Data-driven genome compartmentalization with nuclear landmarks.

Abstract

In eukaryotic cells, the three-dimensional (3D) organization of genomes plays a crucial role in genome function and has inspired the development of numerous innovative experimental techniques for its characterization. Although researchers have made a great deal of significant progress in deciphering the folding mechanisms of an individual chromosome, the principles of the dynamic large-scale spatial arrangement of the whole genome inside the nucleus are poorly understood. Following the maximum entropy principle pioneered by Zhang and Wolynes, we used polymer simulations to develop a predictive model for the whole genome at one hundred kilo-base resolution (100 KB) with nuclear bodies such as nuclear lamina, nucleoli, and speckles and parameterized a force field to study genome structure and dynamics using genome-wide chromosome conformation capture data.

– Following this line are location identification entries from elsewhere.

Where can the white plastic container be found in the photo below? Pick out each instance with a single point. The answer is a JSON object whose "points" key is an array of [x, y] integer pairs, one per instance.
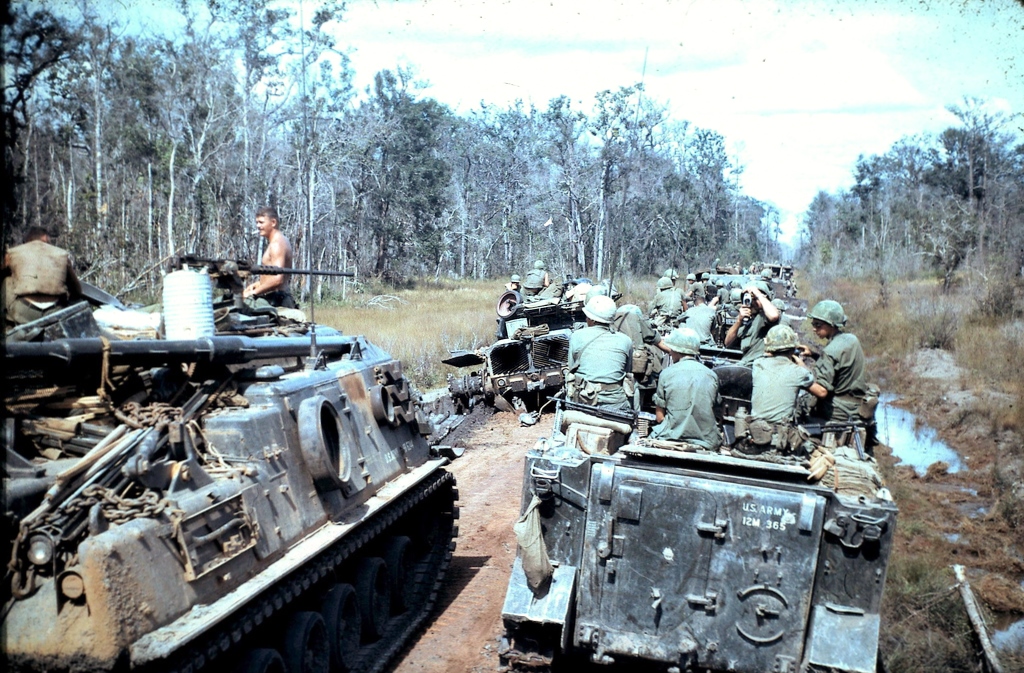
{"points": [[187, 305]]}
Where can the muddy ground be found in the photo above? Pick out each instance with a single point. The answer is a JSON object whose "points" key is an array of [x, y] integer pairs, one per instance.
{"points": [[948, 517]]}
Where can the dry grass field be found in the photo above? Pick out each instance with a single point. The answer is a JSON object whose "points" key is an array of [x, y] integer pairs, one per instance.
{"points": [[925, 626]]}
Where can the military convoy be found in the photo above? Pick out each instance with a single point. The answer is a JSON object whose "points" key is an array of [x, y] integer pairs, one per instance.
{"points": [[274, 503], [527, 363], [676, 558], [281, 503]]}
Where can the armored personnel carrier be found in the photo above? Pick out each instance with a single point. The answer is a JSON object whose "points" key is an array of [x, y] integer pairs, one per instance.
{"points": [[677, 558], [200, 505], [527, 362]]}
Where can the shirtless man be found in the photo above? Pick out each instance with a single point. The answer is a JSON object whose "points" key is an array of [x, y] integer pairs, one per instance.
{"points": [[273, 289]]}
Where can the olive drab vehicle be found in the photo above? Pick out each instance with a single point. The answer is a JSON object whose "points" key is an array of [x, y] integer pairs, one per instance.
{"points": [[273, 503], [684, 559], [528, 361]]}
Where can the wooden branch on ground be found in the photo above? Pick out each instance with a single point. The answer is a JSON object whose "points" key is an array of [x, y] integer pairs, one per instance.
{"points": [[974, 614]]}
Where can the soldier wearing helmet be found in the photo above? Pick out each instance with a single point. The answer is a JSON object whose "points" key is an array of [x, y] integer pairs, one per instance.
{"points": [[537, 280], [699, 318], [757, 316], [686, 392], [648, 347], [600, 359], [778, 377], [696, 288], [668, 304], [841, 383]]}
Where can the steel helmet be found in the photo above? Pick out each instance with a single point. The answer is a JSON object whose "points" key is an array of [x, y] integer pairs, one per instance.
{"points": [[600, 308], [780, 337], [828, 311], [597, 291], [683, 340]]}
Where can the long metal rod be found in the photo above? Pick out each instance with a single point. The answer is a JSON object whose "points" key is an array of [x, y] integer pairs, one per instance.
{"points": [[68, 353]]}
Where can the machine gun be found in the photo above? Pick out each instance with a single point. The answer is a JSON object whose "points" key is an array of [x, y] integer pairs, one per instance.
{"points": [[636, 419], [230, 275], [818, 429]]}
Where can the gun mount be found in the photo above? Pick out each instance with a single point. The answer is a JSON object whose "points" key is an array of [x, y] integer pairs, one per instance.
{"points": [[189, 505]]}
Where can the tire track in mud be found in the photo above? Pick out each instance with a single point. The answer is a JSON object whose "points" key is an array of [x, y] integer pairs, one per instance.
{"points": [[465, 631]]}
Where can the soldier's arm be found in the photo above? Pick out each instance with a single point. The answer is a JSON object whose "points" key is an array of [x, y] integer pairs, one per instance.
{"points": [[275, 255]]}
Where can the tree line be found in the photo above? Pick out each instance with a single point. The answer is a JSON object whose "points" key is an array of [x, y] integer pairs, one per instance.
{"points": [[932, 203], [136, 145]]}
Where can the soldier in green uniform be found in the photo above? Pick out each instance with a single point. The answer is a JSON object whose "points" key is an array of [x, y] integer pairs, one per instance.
{"points": [[647, 350], [599, 359], [536, 281], [668, 304], [696, 289], [723, 292], [779, 375], [757, 316], [686, 392], [38, 279], [699, 318], [841, 383]]}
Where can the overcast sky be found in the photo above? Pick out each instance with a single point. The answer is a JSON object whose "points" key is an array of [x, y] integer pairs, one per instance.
{"points": [[799, 88]]}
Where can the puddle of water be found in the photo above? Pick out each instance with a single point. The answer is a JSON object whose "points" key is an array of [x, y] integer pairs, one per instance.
{"points": [[915, 445], [1010, 639]]}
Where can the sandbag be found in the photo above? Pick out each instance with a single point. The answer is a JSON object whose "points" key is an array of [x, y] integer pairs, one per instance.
{"points": [[536, 562]]}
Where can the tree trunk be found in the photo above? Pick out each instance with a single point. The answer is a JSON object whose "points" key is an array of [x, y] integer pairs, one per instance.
{"points": [[170, 202]]}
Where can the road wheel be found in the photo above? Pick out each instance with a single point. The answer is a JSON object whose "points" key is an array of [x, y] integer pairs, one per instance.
{"points": [[397, 555], [374, 596], [344, 626], [305, 647], [263, 660]]}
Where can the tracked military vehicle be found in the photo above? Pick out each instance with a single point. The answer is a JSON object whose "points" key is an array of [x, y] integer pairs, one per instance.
{"points": [[683, 559], [197, 505], [527, 363]]}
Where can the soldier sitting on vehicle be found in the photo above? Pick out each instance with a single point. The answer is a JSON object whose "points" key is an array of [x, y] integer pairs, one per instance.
{"points": [[779, 376], [648, 347], [686, 393], [841, 384], [757, 316], [600, 359], [699, 318], [668, 304], [536, 281], [38, 279]]}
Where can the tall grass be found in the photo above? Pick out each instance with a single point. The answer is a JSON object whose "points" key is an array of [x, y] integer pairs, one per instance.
{"points": [[420, 326]]}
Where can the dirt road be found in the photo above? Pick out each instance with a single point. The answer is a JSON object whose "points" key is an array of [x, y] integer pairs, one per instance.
{"points": [[465, 632]]}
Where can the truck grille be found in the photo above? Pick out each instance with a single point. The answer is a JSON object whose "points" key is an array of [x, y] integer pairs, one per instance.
{"points": [[550, 351]]}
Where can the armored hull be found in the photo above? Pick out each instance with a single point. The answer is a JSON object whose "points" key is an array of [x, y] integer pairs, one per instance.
{"points": [[189, 505], [694, 560]]}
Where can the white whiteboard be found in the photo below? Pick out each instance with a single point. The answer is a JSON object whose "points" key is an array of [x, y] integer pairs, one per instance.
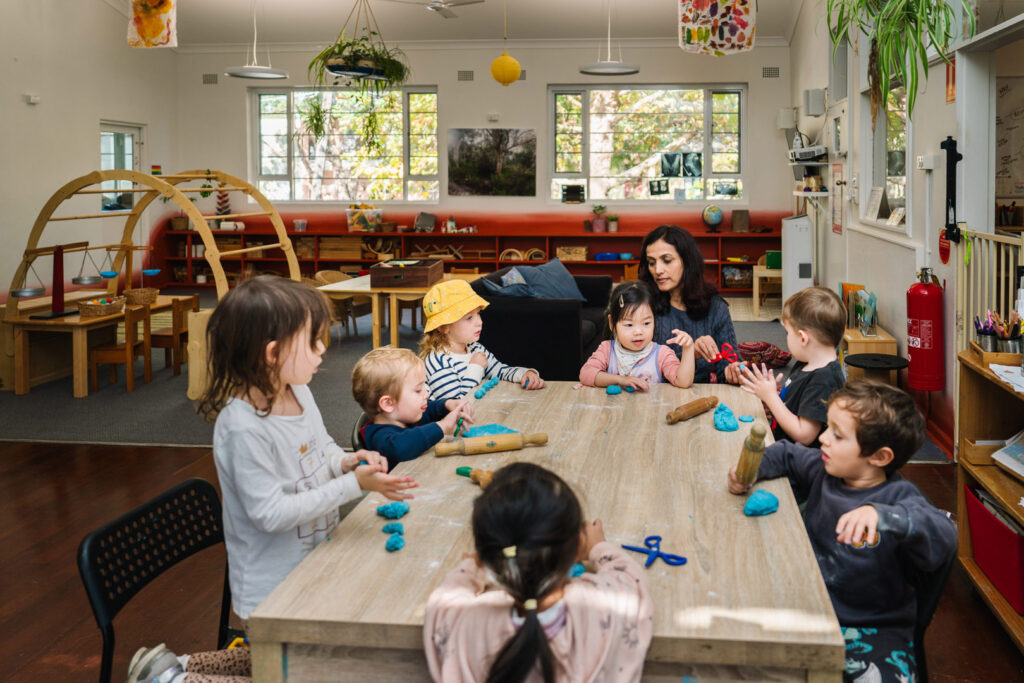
{"points": [[1010, 137]]}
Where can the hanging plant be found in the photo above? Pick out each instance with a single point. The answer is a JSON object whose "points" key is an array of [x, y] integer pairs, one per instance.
{"points": [[899, 33]]}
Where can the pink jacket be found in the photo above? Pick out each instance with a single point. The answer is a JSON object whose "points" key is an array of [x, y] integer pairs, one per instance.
{"points": [[668, 364], [609, 619]]}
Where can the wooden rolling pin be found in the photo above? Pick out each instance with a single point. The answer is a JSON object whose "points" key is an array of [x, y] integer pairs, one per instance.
{"points": [[473, 444], [691, 410]]}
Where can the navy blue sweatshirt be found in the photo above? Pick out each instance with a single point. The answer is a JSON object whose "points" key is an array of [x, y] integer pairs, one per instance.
{"points": [[866, 584], [401, 443]]}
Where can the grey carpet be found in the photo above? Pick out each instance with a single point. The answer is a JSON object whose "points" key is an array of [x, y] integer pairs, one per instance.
{"points": [[160, 413]]}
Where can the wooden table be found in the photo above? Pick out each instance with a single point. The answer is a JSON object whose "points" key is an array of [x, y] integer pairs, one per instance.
{"points": [[79, 328], [360, 286], [750, 598]]}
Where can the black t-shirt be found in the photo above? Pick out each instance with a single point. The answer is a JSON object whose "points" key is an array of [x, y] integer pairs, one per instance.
{"points": [[806, 394]]}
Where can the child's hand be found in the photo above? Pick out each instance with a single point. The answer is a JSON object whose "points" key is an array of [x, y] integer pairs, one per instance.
{"points": [[374, 459], [595, 535], [681, 338], [858, 525], [736, 486], [389, 485], [759, 381], [531, 380]]}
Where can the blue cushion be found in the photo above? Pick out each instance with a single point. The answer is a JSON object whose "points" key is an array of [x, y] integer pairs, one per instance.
{"points": [[551, 281]]}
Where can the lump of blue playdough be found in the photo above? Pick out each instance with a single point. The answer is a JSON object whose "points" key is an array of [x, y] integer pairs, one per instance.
{"points": [[761, 503], [394, 542], [725, 421], [394, 510]]}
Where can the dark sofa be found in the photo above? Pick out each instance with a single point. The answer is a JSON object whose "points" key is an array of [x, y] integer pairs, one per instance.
{"points": [[554, 336]]}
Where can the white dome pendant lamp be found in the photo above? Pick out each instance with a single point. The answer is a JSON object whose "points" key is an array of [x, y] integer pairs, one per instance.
{"points": [[609, 67], [253, 69]]}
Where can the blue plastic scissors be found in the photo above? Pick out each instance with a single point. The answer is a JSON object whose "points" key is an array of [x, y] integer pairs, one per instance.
{"points": [[653, 550]]}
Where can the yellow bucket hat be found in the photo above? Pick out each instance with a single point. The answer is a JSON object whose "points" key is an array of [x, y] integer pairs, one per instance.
{"points": [[449, 301]]}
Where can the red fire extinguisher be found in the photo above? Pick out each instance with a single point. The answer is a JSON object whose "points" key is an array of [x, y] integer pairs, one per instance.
{"points": [[924, 335]]}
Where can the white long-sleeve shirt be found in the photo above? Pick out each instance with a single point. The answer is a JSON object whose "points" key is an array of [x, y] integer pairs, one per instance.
{"points": [[282, 484]]}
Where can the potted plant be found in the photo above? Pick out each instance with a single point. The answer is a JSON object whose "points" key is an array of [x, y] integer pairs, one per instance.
{"points": [[899, 33], [600, 223]]}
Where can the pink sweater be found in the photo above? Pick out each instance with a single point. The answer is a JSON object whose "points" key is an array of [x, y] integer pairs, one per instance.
{"points": [[668, 364], [609, 617]]}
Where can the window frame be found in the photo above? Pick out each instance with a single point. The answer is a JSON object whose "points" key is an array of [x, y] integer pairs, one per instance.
{"points": [[256, 177], [710, 89]]}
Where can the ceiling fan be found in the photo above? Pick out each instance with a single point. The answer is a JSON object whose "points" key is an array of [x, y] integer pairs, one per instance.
{"points": [[439, 6]]}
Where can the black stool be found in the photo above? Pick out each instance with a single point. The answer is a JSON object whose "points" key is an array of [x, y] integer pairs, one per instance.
{"points": [[878, 366]]}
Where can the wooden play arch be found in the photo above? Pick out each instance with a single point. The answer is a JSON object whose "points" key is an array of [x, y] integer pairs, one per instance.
{"points": [[174, 188]]}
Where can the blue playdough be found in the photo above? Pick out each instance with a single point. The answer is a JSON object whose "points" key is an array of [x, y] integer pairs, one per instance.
{"points": [[394, 542], [761, 503], [394, 510], [725, 421], [489, 430]]}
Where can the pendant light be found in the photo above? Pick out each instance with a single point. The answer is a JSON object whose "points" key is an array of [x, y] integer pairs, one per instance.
{"points": [[609, 67], [505, 69], [253, 69]]}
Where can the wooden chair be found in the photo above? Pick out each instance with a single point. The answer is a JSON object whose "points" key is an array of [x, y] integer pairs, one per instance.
{"points": [[125, 352], [174, 340], [346, 308]]}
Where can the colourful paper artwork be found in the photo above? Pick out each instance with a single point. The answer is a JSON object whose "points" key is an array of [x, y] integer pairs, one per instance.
{"points": [[153, 24], [717, 27]]}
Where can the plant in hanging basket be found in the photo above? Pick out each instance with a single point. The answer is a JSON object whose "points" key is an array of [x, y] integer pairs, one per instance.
{"points": [[899, 34]]}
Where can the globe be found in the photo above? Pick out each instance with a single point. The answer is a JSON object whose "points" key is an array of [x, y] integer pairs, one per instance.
{"points": [[712, 216]]}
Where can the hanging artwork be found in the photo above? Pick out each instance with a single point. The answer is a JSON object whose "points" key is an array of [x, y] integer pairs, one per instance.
{"points": [[716, 27], [153, 24]]}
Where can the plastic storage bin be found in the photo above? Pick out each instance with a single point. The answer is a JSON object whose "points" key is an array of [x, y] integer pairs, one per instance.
{"points": [[997, 550]]}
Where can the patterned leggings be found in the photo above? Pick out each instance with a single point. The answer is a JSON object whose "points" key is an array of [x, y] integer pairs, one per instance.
{"points": [[879, 655], [232, 666]]}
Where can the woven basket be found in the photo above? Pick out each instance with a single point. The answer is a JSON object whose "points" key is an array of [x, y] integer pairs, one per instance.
{"points": [[94, 309], [141, 296]]}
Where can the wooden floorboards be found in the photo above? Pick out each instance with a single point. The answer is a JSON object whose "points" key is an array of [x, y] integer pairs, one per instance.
{"points": [[53, 495]]}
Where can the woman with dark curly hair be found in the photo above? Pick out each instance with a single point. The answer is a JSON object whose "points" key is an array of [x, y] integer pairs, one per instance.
{"points": [[672, 264]]}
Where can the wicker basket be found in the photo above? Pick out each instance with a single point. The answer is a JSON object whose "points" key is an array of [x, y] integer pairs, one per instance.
{"points": [[93, 308], [141, 296]]}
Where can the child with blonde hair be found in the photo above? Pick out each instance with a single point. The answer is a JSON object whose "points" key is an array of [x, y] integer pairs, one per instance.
{"points": [[511, 613], [455, 358], [390, 386], [631, 358], [282, 476]]}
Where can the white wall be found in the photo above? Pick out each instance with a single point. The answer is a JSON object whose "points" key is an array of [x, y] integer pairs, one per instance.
{"points": [[73, 55]]}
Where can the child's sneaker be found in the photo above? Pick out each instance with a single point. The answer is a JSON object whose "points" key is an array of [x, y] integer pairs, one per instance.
{"points": [[154, 664]]}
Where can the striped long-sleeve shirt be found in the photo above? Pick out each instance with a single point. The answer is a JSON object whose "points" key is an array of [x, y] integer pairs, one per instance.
{"points": [[450, 376]]}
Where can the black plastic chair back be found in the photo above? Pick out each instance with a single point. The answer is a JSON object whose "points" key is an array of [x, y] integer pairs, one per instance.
{"points": [[120, 558]]}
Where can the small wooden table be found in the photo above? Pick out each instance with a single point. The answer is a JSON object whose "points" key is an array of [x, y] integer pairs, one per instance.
{"points": [[749, 602], [79, 328], [360, 286]]}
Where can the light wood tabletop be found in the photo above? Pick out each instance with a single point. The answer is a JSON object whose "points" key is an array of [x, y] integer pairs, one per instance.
{"points": [[360, 286], [750, 596]]}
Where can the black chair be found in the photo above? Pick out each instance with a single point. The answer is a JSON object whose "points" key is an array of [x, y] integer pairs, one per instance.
{"points": [[928, 586], [121, 557]]}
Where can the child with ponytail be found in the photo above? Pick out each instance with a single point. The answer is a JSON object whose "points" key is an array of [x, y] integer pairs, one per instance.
{"points": [[511, 613]]}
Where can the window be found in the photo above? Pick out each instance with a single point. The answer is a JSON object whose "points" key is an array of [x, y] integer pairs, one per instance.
{"points": [[292, 165], [615, 141]]}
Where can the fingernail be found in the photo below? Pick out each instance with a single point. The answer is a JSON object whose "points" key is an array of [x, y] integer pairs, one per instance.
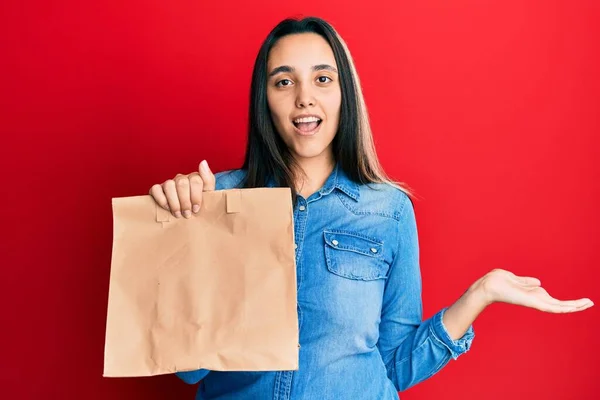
{"points": [[204, 166]]}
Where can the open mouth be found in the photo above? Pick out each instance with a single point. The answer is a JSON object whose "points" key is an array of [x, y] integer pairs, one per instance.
{"points": [[307, 127]]}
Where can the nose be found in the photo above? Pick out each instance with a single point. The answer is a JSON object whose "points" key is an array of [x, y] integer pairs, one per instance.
{"points": [[305, 97]]}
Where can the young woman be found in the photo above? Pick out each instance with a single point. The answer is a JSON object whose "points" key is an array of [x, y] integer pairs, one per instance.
{"points": [[357, 255]]}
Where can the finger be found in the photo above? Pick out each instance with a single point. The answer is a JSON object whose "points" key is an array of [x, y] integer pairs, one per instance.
{"points": [[553, 305], [183, 192], [207, 177], [196, 187], [159, 197], [529, 281], [170, 191]]}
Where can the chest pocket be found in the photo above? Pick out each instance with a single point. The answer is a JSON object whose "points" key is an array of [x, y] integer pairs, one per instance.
{"points": [[354, 255]]}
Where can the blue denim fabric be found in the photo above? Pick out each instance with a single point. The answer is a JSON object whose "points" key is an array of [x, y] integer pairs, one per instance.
{"points": [[359, 302]]}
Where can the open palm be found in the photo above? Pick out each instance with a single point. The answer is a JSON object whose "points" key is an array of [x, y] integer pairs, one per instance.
{"points": [[503, 286]]}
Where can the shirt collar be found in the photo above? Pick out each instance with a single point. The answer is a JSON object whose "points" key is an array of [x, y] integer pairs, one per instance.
{"points": [[336, 180], [339, 180]]}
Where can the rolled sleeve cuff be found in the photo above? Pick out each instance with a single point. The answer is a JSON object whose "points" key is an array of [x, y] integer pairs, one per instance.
{"points": [[440, 333]]}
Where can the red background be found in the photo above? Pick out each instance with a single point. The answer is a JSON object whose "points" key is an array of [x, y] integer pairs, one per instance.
{"points": [[489, 110]]}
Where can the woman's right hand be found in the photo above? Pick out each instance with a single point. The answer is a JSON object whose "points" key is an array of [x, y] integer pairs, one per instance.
{"points": [[182, 195]]}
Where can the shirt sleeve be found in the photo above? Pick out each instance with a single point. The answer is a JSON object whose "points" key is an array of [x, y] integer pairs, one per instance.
{"points": [[413, 350]]}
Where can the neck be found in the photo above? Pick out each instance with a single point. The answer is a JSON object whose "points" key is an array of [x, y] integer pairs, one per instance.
{"points": [[314, 172]]}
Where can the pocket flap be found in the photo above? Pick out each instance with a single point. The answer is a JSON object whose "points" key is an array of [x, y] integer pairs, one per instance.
{"points": [[358, 243]]}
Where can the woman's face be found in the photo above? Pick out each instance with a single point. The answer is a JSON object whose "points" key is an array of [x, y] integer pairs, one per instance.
{"points": [[304, 95]]}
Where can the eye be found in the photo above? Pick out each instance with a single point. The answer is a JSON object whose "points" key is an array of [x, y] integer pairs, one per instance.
{"points": [[283, 80]]}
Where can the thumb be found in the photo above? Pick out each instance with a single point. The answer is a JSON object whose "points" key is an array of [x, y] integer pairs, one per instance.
{"points": [[207, 177]]}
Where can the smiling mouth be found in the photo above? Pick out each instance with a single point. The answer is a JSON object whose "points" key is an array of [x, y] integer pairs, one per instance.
{"points": [[307, 127]]}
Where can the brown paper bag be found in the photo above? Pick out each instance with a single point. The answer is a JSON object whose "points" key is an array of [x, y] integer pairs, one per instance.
{"points": [[216, 291]]}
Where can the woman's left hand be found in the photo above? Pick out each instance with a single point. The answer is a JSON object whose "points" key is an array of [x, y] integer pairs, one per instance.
{"points": [[505, 287]]}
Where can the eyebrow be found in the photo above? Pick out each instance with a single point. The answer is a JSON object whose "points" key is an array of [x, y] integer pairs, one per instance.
{"points": [[287, 68]]}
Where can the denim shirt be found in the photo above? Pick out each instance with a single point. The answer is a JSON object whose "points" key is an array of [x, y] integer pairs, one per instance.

We discovered that self-organization based on a co-phased separation between chromosomes and nuclear bodies process can capture various features of genome organization, including the formation of chromosome territories, and phase separation of A/B compartments. Both sequencing-based genomic mapping and imaging assays that probe chromatin interaction with nuclear bodies are quantitatively reproduced with the simulated 3D structures. Essentially, we captured the heterogeneous distribution of chromosome positioning across cells, while simultaneously producing well-defined distances between active chromatin and nuclear speckles with our 100 KB model. Such heterogeneity and preciseness of genome organization can coexist due to the non-specificity of phase separation and the slow chromosome dynamics. In addition, with our 100 KB model, we analyzed the rheology of the cell nucleus noninvasively using the storage and loss moduli and investigated the different time scales existing in the model.